## 4.2 Kalman filter

*State space modeling* provides a unified framework for treating a wide range of problems in time series analysis. It can be thought of as a universal and flexible modeling approach with a very efficient algorithm: the *Kalman filter*. The basic idea is to assume that the evolution of the system over time is driven by a series of unobserved or hidden values, which can only be measured indirectly through the observations of the system output. This modeling can be used for filtering, smoothing, and forecasting.

The Kalman filter is named after Rudolf E. Kalman, who was one of the primary developers of its theory (Kalman, 1960). It is sometimes called Kalman-Bucy filter or even Stratonovich-Kalman-Bucy filter, because Richard S. Bucy also contributed to the theory and Ruslan Stratonovich earlier proposed a more general nonlinear version. Arguably, some of the most comprehensive and authoritative classical references for state space models and Kalman filtering include the textbooks (B. D. O. Anderson and Moore, 1979) and (Durbin and Koopman, 2012) (originally published in 2001). Other textbook references on time series and Kalman include (Brockwell and Davis, 2002; A. Harvey, 1989; Shumway and Stoffer, 2017) and, in particular, for financial time series (A. Harvey and Koopman, 2009; Lütkepohl, 2007; Tsay, 2010; Zivot et al., 2004).

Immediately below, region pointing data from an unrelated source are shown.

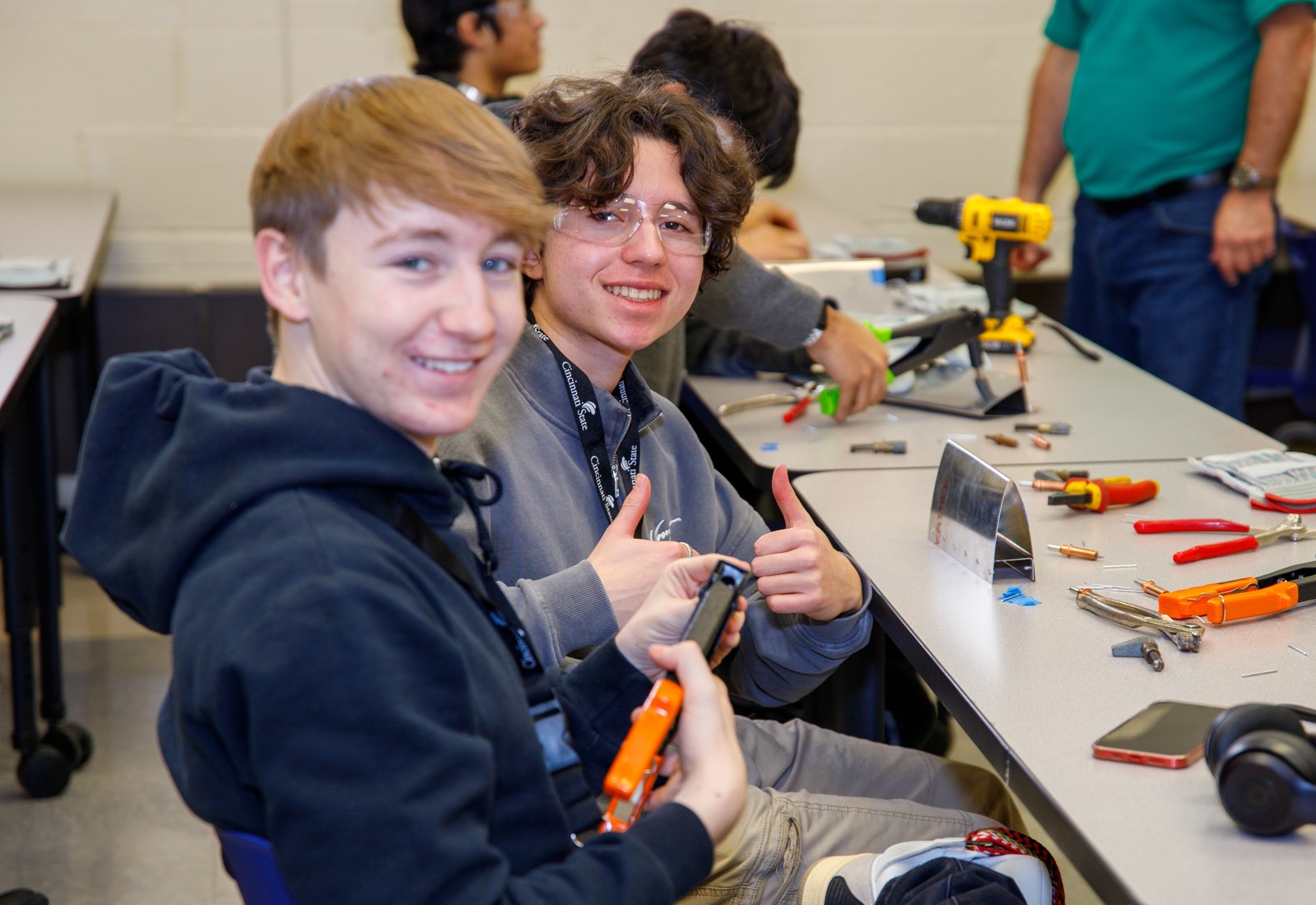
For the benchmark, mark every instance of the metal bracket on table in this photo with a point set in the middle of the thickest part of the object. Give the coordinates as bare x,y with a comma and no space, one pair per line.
978,516
977,397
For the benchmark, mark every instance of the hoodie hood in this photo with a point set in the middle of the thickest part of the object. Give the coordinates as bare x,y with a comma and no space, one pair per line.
171,452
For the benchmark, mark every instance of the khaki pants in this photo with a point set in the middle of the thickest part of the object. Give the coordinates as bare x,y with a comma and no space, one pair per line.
816,793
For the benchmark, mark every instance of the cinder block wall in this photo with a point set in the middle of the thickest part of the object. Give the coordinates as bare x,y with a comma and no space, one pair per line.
167,101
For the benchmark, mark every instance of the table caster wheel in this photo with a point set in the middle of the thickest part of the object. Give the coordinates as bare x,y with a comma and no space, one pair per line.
72,740
44,771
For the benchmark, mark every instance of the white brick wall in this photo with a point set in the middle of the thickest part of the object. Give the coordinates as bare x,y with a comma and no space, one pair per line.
167,103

The Kalman filter, which was employed by NASA during the 1960s in the Apollo program, now boasts a vast array of technological applications. It is commonly utilized in the guidance, navigation, and control of vehicles, including aircraft, spacecraft, and maritime vessels. It has also found applications in time series analysis, signal processing, and econometrics. More recently, it has become a key component in robotic motion planning and control, as well as trajectory optimization.

Currently, the software implementation of Kalman filtering is widespread and numerous libraries are available in most programming languages, e.g., (Helske, 2017; Holmes et al., 2012; Petris and Petrone, 2011; Tusell, 2011) for the R programming language.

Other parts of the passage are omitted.